The events that took place at the expo were a wide range of cultural displays each showing off a different aspect of Japanese culture. The first day began with an explanation of the Japan Exchange and Teaching Programme. This programme aims to “[promote] understanding between the people of Japan and those of other nations” according to the official information issued by the Japanese embassy and has been running in South Africa since 1997. The day rounded itself off with a reading of traditional Japanese haiku, a form of poetry that spans as far back as the 16th century.
Day two and three were substantially more packed with things to do and see. Throughout the days martial arts exhibitions were put on ranging from Kyudo (the art of the bow) – where audience members were treated to a live demonstration of both dojo etiquette and how to fire the massive longbows safely – to Karate, and even Kendo (the art of the sword). In a special display of the Judo talents of various nationally and internationally acclaimed teams TUKSJudo was present and made an impressive showing.
“a way to promote the Japanese culture and to aid in cross-cultural understanding”
Present as well were many dressed in costumes from popular Japanese anime and manga. These cosplayers were moving around the expo on all three days aiding in organisation. There were also showcases where these cosplayers presented what they were dressed as and how long they had been taking part in cosplay. When asked by PDBY one of the most experienced cosplayers @bluepixiekimiko stated that the importance of cosplay to the Japanese culture was huge and that its popularity in South Africa could be attributed to a want to respect and honour the culture as well as the media. Other notable cosplayers present included Maoukami Cosplay who recently attended an international cosplay competition and Enya Kemp a member of the TUKS Anime Society.
On the topic of anime, a new movie by acclaimed director Masaaki Yuasa Ride Your Wave was screened at no cost. Yuasa has been responsible for series like DEVILMAN Crybaby on Netflix and has even storyboarded an episode of the popular cartoon Adventure Time. The movie followed the story of Hinako Mukaimizu and has been described as heartfelt and impactful. This screening drove home not only how ubiquitous anime is in the Japanese culture but also how important the medium is.

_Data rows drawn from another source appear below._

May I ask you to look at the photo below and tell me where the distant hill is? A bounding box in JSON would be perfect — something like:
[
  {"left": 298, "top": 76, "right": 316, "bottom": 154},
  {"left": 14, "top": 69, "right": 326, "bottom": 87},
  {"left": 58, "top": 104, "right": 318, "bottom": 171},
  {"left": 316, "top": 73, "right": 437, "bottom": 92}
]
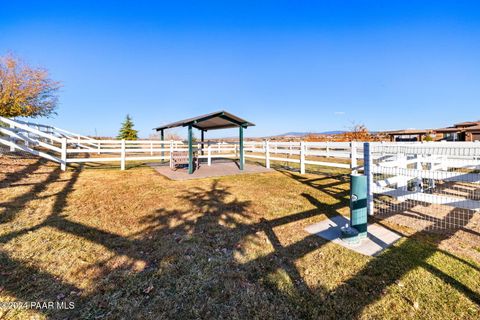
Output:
[{"left": 276, "top": 130, "right": 346, "bottom": 137}]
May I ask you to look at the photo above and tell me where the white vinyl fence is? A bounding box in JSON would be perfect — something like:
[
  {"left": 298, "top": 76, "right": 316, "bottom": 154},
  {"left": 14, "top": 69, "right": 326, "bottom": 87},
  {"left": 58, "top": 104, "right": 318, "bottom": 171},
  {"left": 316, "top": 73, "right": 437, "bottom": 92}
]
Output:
[
  {"left": 364, "top": 142, "right": 480, "bottom": 235},
  {"left": 0, "top": 117, "right": 363, "bottom": 174}
]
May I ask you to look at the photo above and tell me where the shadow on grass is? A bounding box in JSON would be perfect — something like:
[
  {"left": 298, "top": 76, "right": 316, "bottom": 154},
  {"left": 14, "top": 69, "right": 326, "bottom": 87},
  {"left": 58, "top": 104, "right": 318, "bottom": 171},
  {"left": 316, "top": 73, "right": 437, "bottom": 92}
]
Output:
[{"left": 0, "top": 161, "right": 479, "bottom": 319}]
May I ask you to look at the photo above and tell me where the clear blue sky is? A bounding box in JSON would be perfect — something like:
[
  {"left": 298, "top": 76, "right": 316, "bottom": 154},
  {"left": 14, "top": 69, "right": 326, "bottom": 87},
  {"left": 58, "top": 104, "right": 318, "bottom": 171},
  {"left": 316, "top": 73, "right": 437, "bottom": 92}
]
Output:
[{"left": 0, "top": 0, "right": 480, "bottom": 137}]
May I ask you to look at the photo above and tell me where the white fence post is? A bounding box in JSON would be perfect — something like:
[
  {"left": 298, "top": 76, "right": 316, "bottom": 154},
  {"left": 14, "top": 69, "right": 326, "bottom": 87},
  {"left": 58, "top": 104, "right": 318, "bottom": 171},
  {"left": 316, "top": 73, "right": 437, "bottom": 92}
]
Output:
[
  {"left": 363, "top": 142, "right": 373, "bottom": 216},
  {"left": 207, "top": 144, "right": 212, "bottom": 166},
  {"left": 350, "top": 141, "right": 358, "bottom": 174},
  {"left": 300, "top": 141, "right": 305, "bottom": 174},
  {"left": 264, "top": 140, "right": 270, "bottom": 169},
  {"left": 120, "top": 139, "right": 125, "bottom": 170},
  {"left": 10, "top": 123, "right": 16, "bottom": 152},
  {"left": 60, "top": 138, "right": 67, "bottom": 171}
]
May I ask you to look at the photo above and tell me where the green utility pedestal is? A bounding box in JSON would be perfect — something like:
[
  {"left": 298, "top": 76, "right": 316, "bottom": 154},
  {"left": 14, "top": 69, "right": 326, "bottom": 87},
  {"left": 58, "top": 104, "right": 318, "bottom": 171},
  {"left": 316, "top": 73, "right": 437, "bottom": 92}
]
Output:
[{"left": 350, "top": 174, "right": 367, "bottom": 238}]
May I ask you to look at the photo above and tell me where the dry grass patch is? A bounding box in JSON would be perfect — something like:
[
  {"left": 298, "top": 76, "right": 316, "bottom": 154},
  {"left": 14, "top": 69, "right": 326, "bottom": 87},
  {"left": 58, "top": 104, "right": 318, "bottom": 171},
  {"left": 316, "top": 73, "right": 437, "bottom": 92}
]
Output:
[{"left": 0, "top": 157, "right": 480, "bottom": 319}]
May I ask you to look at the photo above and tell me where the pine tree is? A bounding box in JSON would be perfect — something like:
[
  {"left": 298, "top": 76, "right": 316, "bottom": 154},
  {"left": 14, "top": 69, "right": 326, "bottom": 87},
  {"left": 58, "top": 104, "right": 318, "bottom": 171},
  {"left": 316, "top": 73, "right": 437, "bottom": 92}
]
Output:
[{"left": 117, "top": 114, "right": 138, "bottom": 140}]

“South Africa could be attributed to a want to respect and honour the culture”
On each of the days scattered throughout the mall were displays of Japanese cultural importance such as bonsai trees, Samurai armour, traditional wedding gowns and traditional Japanese art. On the Saturday there was also a live food demonstration in which a master Japanese chef showed of how to make traditional Japanese cuisine. Also present were representatives of ICON, one of South Africa’s largest gaming expos, who were there to display memorabilia of popular Japanese magazines, action figures and games such as Yu-Gi-Oh.
Despite the problems going on in the world today, the Japanese cultural expo was a heartening experience of cross-cultural outreach and solidarity. The expo will no doubt continue on in the future and presents a unique opportunity for anybody interested in Japanese culture to see authentic displays and to get involved.